来源:百度文库 编辑:中财网 时间:2024/05/07 06:55:57
再谈ETL之一(原) (2009-12-18 15:12) 分类: Data Warehouse

 ETL是DW的数据准备的前期过程,将花费DW生命周期的大约70%的时间,下面我再结合ORACLE BI谈一谈ETL的过程。一:Extraction
   1)直接提取
   2)增量提取:
 a)基于timestamp:看看下面的例子就明白了:得到订单生成当天的所有订单
  SELECT * FROM orders
  WHERE TRUNC(CAST(order_date AS date),'dd') =
    TO_DATE(SYSDATE,'dd-mon-yyyy');
 b)基于PARTITION:比如说:如果源表基于时间的WEEK做了PARTITION,那么很容易查询到某   一周的所有数据。比如:SELECT * FROM orders PARTITION (orders_jan1998);
 c)基于TRIGER:
       使用触发器,处理DML操作以后数据可以同时操作到目标数据库中。
 d)使用ORACLE CHANGE DATA CAPTURE.
 我比较推荐下面的方式提取
 CREATE TABLE country_city AS SELECT distinct t1.country_name, t2.cust_city
      FROM countries@source_db t1, customers@source_db t2
      WHERE t1.country_id = t2.country_id
      AND t1.country_name='United States of America';
 通过SQL语句和DBLINK的方式直接提取,同时也建立的表格。减少了繁琐的传输过程。  二:Transporation (如果通过分布式查询可以跳过此步)
    有3种传输的类型:
     A source system to a staging database or a data warehouse database
     A staging database to a data warehouse
     A data warehouse to a data mart
    以下传输方式:
 1)直接使用FLAT FILE 然后FTP。
 2)通过分布式查询,可以提取和传输一步到位,但是只适合ORACLE数据库之间,而且要成功配置DBLINK。
 3)Transportable tablespaces
    此方式是最快的在两个ORACLE之间传输大量数据的方式。但是有很多限制。  三:Transformations (转化过程可以使用SQL或PL/SQL实现,本文只是谈谈使用SQL实现的方式,使用PL/SQL实现将在后面的 文章中提到)
 一般有下列两种方式:
 Mutistage Transformation:
    这种方式每一步转化都生成一个临时表,转化过程用SQL或PL/SQL实现,但是比较消耗空间和时间。

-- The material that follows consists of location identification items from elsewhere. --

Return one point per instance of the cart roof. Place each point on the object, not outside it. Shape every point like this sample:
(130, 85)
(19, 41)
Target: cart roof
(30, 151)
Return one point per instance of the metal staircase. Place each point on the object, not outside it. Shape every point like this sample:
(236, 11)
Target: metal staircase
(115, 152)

 适合Transformation的SQL技巧有很多,最常用的有如下:
 1)CREATE TABLE ... AS SELECT
 2)INSERT /*+APPEND*/ ... AS SELECT
  INSERT /*+ APPEND NOLOGGING PARALLEL */ INTO sales
  SELECT product_id, customer_id, TRUNC(sales_date), 3,
       promotion_id, quantity, amount
  FROM sales_activity_direct;
 3) MERGE
  MERGE INTO products t USING products_delta s
  ON (t.prod_id=s.prod_id)
  WHEN MATCHED THEN UPDATE SET
    t.prod_list_price=s.prod_list_price, t.prod_min_price=s.prod_min_price
  WHEN NOT MATCHED THEN INSERT (prod_id, prod_name, prod_desc, prod_subcategory,
    prod_subcategory_desc, prod_category, prod_category_desc, prod_status,
    prod_list_price, prod_min_price)
  VALUES (s.prod_id, s.prod_name, s.prod_desc, s.prod_subcategory,
    s.prod_subcategory_desc, s.prod_category, s.prod_category_desc,
    s.prod_status, s.prod_list_price, s.prod_min_price);
 4) Unconditional Insert(注意insert到sales和costs的所有的值都要在后面的SELECT中查询出来,而且别   名要和insert的字段名称一致)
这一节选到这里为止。